Javier clown triste, più Pierrot che pagliaccio, entra a far parte di un circo nel quale incontra Sergio (Antonio de la Torre), il clown allegro, quello che fa divertire i bambini, in realtà uomo violento e alcolizzato, che ha come compagna la bella trapezista Natalia (Carolina Bang), legata a lui da un rapporto autodistruttivo di odio/amore. Si va ben oltre il tradizionale triangolo amoroso: gli elementi base del ménage à trois ci sono tutti, ma vengono estremizzati in puro stile de la Iglesia; la passione possessiva e malsana di Sergio e l’amore inizialmente puro di Javier, che lo renderà in seguito completamente folle, accenderanno l’odio tra i due uomini, i clown opposti e complementari, l’uno vittima delle angherie dell’altro. Sergio e Javier diventeranno mostri nel corpo e nell’anima, sfigurati in volto e lacerati interiormente, in una scellerata e visionaria discesa nell’abisso che è vera e propria metamorfosi.

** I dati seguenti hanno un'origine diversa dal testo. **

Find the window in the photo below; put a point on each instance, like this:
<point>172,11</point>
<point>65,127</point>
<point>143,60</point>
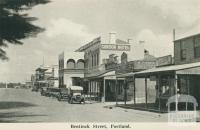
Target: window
<point>197,47</point>
<point>183,50</point>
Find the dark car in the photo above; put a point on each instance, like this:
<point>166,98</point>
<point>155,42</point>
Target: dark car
<point>43,91</point>
<point>63,95</point>
<point>75,95</point>
<point>34,89</point>
<point>53,92</point>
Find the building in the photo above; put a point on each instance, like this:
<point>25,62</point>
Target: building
<point>71,69</point>
<point>187,50</point>
<point>46,76</point>
<point>101,58</point>
<point>173,76</point>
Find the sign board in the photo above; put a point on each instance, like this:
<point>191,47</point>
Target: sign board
<point>110,77</point>
<point>115,47</point>
<point>152,78</point>
<point>165,60</point>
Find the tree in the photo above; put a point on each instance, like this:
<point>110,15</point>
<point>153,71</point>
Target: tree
<point>16,25</point>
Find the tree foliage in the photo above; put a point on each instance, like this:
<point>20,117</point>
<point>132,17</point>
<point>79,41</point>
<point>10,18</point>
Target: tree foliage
<point>16,25</point>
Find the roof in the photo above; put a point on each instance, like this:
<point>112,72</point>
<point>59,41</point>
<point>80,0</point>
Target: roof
<point>185,37</point>
<point>110,73</point>
<point>118,41</point>
<point>86,46</point>
<point>182,98</point>
<point>163,69</point>
<point>170,68</point>
<point>76,88</point>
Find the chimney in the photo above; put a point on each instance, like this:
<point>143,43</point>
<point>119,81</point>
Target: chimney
<point>112,37</point>
<point>129,40</point>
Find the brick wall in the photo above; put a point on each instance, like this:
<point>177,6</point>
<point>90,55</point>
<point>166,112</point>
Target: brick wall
<point>189,51</point>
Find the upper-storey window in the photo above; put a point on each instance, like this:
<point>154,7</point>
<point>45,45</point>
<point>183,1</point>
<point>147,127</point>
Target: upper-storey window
<point>80,64</point>
<point>71,64</point>
<point>197,47</point>
<point>183,50</point>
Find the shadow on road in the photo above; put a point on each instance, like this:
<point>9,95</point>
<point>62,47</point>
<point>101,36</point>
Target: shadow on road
<point>7,117</point>
<point>10,105</point>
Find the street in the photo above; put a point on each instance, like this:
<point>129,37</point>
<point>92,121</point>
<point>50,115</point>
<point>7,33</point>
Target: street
<point>24,106</point>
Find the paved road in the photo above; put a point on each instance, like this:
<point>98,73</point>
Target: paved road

Balada Triste de Trompeta  omaggia  tutto quel cinema del “diverso” diventandone bizzarro compendio, da Freaks a Elephant Man, senza dimenticare icone più recenti come Joker e Pinguino di Batman, ai quali i due protagonisti, nelle sequenze finali, rimandano in maniera immediata. De la Iglesia non si limita a citare: qui il circo è metafora della vita stessa, con le sue mille contraddizioni, la sua precarietà, in lotta con un regime contro il cui muro ostinatamente si scontra senza arrendersi, così come il Motociclista Fantasma del circo sbatte contro la parete nei suoi maldestri lanci con la moto.

Il pezzo musicale che dà il titolo al film (ispirato da Ballata Triste di Una Tromba, del dimenticato Nini Rosso), eseguito dal cantante Raphael, è straziante leit-motif della follia di Javier, accompagnando alcune tra le sequenze più belle dell’intera pellicola.

Un’opera caleidoscopica, imponente e magnifica nella sua non-perfezione, allegoria di un’umanità a due facce, come quelle dei clown circensi, indimenticabili maschere tragiche che non sempre riescono ad essere strappate via dai volti che le indossano.